Online visits on Black Friday, called that because it was considered the day that retailers traditionally turned a profit for the year, increased 10 percent from a year earlier, according to data by research firm Nielsen Online.
Walmart.com
Walmart.com chief Raul Vazquez said today that sales on Black Friday climbed more than 60 percent compared with a year earlier.
``We feel even more bullish coming out of Thanksgiving and Black Friday because of the strong days we had,'' Vasquez said in an interview.
Walmart.com was selling Microsoft Corp.'s Xbox 360 with games and accessories today for $399, less than the $479.66 it would normally cost.
Most Internet retailers don't collect sales taxes when consumers purchase goods online, an added savings. A purchase of a book at a store in Massachusetts would add another 5 percent fee.
Online Spending
Last year, the first Monday after Thanksgiving was the 12th-heaviest online spending day, according to data from ComScore. The busiest day last year was Dec. 13, when shoppers spent $667 million.
Web sites run by IAC/InterActiveCorp, owner of the HSN shopping channel and ticket seller Ticketmaster, were the most visited by U.S. shoppers from their homes, followed by Amazon.com Inc., Walmart.com and Target, New York-based Nielsen said.
Consumer electronics, computers and software generated the biggest increase in interest from a week earlier, Nielsen said. Among 11 categories tracked by Nielsen, books, music and video had the smallest jump.
Among the top 10 most-visited retail Web sites, Best Buy Co. and Circuit City experienced triple the volume from a year earlier, Nielsen said.
Internet retail spending in the next two months may increase 20 percent, slower than the 26 percent gain a year earlier, ComScore estimates.
November, December
Sales in November and December represent 20 percent of retailers' annual revenue, according to the NRF. The fourth quarter accounts for almost a third of retailers' annual profit, according to the International Council of Shopping Centers.
Shoppers spent an average of $347.44, 3.5 percent less than a year earlier, on purchases from Nov. 22 through yesterday, the Washington-based NRF said, citing a poll by BIGresearch.

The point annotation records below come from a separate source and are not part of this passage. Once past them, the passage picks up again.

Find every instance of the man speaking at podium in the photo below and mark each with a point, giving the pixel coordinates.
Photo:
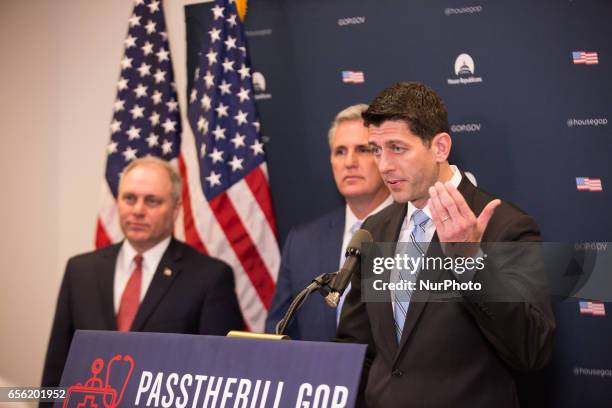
(150, 282)
(438, 354)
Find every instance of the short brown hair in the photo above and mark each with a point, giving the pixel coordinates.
(414, 103)
(175, 178)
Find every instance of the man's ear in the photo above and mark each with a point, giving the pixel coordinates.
(176, 210)
(441, 145)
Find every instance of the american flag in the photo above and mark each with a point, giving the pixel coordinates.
(593, 308)
(355, 77)
(230, 195)
(588, 184)
(584, 57)
(146, 119)
(227, 210)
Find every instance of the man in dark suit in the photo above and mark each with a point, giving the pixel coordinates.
(149, 282)
(318, 246)
(440, 354)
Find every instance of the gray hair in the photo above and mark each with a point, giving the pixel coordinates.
(353, 112)
(175, 178)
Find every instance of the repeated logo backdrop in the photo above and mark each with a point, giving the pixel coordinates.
(528, 86)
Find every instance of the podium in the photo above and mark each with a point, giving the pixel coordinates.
(111, 369)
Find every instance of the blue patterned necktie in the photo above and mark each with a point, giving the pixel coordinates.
(354, 229)
(401, 298)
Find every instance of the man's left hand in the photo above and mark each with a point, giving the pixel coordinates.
(453, 218)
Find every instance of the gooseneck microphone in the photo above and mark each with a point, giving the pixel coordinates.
(351, 263)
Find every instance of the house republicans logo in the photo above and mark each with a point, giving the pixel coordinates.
(464, 71)
(259, 86)
(98, 393)
(463, 10)
(351, 21)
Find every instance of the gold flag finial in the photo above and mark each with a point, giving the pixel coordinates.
(241, 6)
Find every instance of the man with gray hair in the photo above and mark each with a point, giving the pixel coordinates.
(149, 282)
(359, 182)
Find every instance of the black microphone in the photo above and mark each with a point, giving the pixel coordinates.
(353, 255)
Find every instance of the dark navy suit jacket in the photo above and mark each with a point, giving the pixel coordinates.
(310, 250)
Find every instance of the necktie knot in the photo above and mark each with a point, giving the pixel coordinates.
(355, 227)
(138, 261)
(420, 218)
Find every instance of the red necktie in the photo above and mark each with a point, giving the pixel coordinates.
(130, 297)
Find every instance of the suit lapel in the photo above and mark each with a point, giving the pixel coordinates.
(389, 233)
(329, 260)
(162, 280)
(105, 272)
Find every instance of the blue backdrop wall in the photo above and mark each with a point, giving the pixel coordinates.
(527, 119)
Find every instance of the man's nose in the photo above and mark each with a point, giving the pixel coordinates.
(351, 159)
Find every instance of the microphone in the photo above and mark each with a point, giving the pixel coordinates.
(351, 263)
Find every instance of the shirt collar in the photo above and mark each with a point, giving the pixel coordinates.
(455, 180)
(150, 257)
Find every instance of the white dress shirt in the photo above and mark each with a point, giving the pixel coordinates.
(350, 220)
(125, 266)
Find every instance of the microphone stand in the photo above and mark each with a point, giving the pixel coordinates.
(320, 283)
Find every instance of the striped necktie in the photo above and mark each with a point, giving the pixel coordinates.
(401, 298)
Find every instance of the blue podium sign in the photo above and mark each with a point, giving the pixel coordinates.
(110, 369)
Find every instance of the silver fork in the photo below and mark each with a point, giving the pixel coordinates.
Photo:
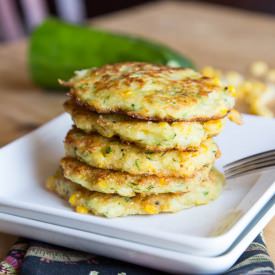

Combined sales for the two days after Thanksgiving increased 7.2 percent to $16.4 billion from a year earlier, the firm said yesterday. ShopperTrak co-founder Bill Martin described the results on both days as ``impressive.''
``We saw a broad-based rise in all regions,'' Martin said in an interview. ``Shoppers really came out in droves.''
Macy's Discounts
Macy's Inc., which lowered its fourth-quarter sales forecast on Nov. 14, offered discounts of as much as 60 percent on merchandise to attract customers on Black Friday.
``This is really important for us to have an outstanding next several weeks,'' Chief Executive Officer Terry Lundgren said in an interview Nov. 23.
ShopperTrak, which maintained its forecast of a 3.6 percent gain in holiday sales, measures foot traffic in shopping centers and malls using more than 50,000 video devices and past U.S. Commerce Department data. The firm has been releasing sales information since 2003.
BIGresearch, based in Worthington, Ohio, polled 2,395 consumers Nov. 22-24. The NRF has had a poll since 2004. The margin of error of the BIGresearch survey was plus or minus 1.5 percentage points.
The NRF in September predicted a 4 percent gain in total retail sales for November and December, the smallest gain since a 1.3 percent rise in 2002.